1)       Fosters team building, accountability, and leadership

2)       Teaches athletes and allows athletes to compete on a daily basis

Strength and Power Training

1)       Triphasiac training-utilize the method to ensure efficient and powerful movements that can transfer to the field or court

2)       Periodization-organized method to manipulate intensity and volume to avoid overtraining, minimize injury and aide in allowing peak performance in time for championship or big games

3)       Superset-two exercise done at once, increase the workout density and allows us to do more in less time

4)       BIG 4-Cleans increase overall leg power and athleticism.  Traditionally my better cleaners have been more athletic than their peers.  Squats and Deadlifts to improve overall leg strength and power.  Bench to improve upper body strength and power.

5)       FULL-BODY.  Most sports are played full body.  So we will train full body every day.  We will do our best to mimic the actions of the sport, but considering most sports require muscle action from the legs and arms we will train upper and lower body every training session

Speed Improvement

1)       Leg Strength-Isaac Newton-for every force produced there will be an equal and opposite force.  The more force put down into the ground the more force the ground pushes back up.  More force will equal a longer stride. 

2)       Mechanics-efficient movements translate to better speed, less energy required and fewer injuries

3)       Acceleration training wall drills, and sled pulls

4)       Hip Power-Studies indicate elite athletes separate themselves due to faster hip extension and power

5)       Stiff ankle leads to a faster rate of force development


1)       Stimulate drills to improve athletic performance through change of direction

2)       Teach deceleration mechanics

3)       Develop quickness and teach the athlete to maintain a low center of gravity

4)       Introduce closed/preplanned change of direction and graduate to open/decision making agility


Close games are won at the end of a game when the other team is tired.  Every sport needs a general conditioning base but once that is achieved condition specific to the sport and specific to coaching philosophy are implemented. 

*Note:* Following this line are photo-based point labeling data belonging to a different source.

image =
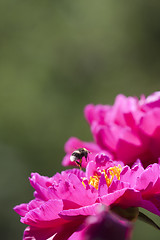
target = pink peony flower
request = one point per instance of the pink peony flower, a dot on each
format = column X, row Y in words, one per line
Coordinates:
column 63, row 202
column 105, row 225
column 127, row 131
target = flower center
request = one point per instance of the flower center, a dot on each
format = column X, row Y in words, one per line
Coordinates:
column 109, row 175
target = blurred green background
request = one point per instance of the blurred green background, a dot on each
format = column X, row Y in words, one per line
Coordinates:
column 56, row 57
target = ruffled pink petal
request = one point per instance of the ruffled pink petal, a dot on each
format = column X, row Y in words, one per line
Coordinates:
column 33, row 233
column 44, row 215
column 83, row 211
column 106, row 225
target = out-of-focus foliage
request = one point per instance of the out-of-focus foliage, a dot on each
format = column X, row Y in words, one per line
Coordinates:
column 56, row 57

Injury Prevention-You Can’t Help the Team from the Training Room

There should be a strong relationship between the ATC’s and the Strength and Conditioning Coach.  With certain injuries and rehab there will be a cross over where the two are working together as the athlete prepares to get back on the field of play.  The ultimate goal is to minimize the risk of injury.

1)       Working with the trainers for a given sport it is important to document and train the sport specific injury areas.  Examples are neck and trap strength to minimize concussions in football and soccer, working drills to stabilize the knee and ankle for basketball.  Those are well documented sport specific injuries.  However I think it is also important to sit with the trainer after every season to see if there were trends for injuries and then work with the trainer to see how we can minimize those for the next year.

2)        Static and Dynamic flexibility are great methods to increase flexibility and should be used to help aide an athlete warm-up and cool down for recovery purposes.